A hot and dry July, as well as other factors, are indicating the U.S. is now in a La Niña weather pattern, according to Jeff Doran, agribusiness meteorologist and director of Planalytics. Sea surface temperature anomalies show cooling waters and the atmosphere has patterns associated with La Niña, the company noted during an update.
An El Niño pattern is defined by a cooler pattern during the growing season and during the summer. This year has been “the opposite of that,” Doran said, describing July as a “hot and sultry” month.
“July is a very key month because if you have stress during July, we know that that could bring significant impacts to pollinating corn,” he explained.
The good news is that after a hot start to the month, western central areas of the U.S had a much cooler trend, so the stress levels eased, he added.
But, precipitation in the U.S. during July was highly variable, the company said.
The heart of the Plains received adequate and ample moisture, which Doran said was good news for areas that had been experiencing drought. Other areas, however, didn’t get what they needed, particularly across parts of the western Corn Belt and western Iowa. Parts of the eastern Corn Belt are areas of concern, as well, he said.
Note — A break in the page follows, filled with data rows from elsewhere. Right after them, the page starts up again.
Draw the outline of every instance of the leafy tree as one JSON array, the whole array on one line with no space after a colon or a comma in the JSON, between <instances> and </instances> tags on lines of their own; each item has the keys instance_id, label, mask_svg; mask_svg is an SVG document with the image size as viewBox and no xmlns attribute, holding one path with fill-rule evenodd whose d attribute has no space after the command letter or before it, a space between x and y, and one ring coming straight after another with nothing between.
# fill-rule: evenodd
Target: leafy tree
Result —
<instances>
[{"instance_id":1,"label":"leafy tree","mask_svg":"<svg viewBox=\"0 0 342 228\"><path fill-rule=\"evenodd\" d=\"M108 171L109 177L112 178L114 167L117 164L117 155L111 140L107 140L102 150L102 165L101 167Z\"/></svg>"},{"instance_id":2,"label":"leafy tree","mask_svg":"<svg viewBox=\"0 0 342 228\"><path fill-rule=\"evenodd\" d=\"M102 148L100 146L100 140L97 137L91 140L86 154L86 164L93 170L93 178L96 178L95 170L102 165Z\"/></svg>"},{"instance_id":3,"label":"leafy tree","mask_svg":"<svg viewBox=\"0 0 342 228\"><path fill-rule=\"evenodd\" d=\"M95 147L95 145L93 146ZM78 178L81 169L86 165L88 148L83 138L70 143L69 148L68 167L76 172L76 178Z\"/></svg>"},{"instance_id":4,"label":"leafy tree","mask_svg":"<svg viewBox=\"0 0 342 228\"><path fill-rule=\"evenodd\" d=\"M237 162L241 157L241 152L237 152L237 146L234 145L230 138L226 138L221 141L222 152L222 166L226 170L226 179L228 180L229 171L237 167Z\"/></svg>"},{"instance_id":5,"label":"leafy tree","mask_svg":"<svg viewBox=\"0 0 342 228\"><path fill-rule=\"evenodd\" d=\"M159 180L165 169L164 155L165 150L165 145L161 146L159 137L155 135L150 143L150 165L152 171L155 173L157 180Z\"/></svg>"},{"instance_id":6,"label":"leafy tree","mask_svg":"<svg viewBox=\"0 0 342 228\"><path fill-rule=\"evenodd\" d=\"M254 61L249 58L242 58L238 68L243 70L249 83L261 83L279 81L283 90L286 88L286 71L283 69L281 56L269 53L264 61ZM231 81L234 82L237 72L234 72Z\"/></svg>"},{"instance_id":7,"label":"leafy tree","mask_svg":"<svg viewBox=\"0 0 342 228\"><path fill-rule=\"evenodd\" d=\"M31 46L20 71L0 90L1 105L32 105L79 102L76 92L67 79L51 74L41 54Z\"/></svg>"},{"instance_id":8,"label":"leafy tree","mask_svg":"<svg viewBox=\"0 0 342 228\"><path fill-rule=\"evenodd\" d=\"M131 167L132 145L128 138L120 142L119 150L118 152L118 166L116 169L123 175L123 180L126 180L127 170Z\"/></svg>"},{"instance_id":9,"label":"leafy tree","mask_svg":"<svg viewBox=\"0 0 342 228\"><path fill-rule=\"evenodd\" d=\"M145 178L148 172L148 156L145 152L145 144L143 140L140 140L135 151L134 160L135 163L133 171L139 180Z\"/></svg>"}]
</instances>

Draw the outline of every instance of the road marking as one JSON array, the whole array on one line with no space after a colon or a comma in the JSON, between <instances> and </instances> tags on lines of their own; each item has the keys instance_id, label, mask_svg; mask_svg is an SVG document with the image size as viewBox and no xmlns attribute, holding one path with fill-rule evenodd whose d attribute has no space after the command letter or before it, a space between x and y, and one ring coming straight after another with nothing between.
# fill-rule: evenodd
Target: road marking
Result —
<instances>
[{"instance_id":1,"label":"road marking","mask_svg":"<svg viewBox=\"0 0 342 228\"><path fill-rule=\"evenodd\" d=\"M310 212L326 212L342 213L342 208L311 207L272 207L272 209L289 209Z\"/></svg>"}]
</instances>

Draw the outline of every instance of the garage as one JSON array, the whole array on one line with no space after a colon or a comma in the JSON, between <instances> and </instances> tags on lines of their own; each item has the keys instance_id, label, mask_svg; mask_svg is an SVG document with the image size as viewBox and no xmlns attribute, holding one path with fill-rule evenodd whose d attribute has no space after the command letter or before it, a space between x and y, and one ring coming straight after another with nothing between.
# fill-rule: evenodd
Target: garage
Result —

Significant drought remains across the western half of the country, with most of it in severe to extreme drought, according to the Doran. “That’s a situation that doesn’t look to improve anytime soon.”
The U.S. Drought Monitor showed this week that nearly 34.40% of the U.S. is now in drought, up from 27.46% on July 14. About 53% of the U.S. is experiencing some form of dryness or drought. This will likely continue to expand as Planalytics believes La Niña conditions will be sticking around for the fall and into the winter before possibly neutralizing next spring.
USDA reported this week that 31% of pasture and rangeland is in very poor/poor condition, up from 30% last week. The percentage of pasture and rangeland in fair condition also rose by 1% to 35%.
Planalytics said drier conditions throughout the west and an overall warmer pattern will persist through the fall, the company said, adding that September’s forecast is for warmer temperatures.
“Areas that have cooler temps won’t be that cool.”
For the Corn Belt, there will be some scattered showers, mainly across the northern Corn Belt but this will dry out again, the company said.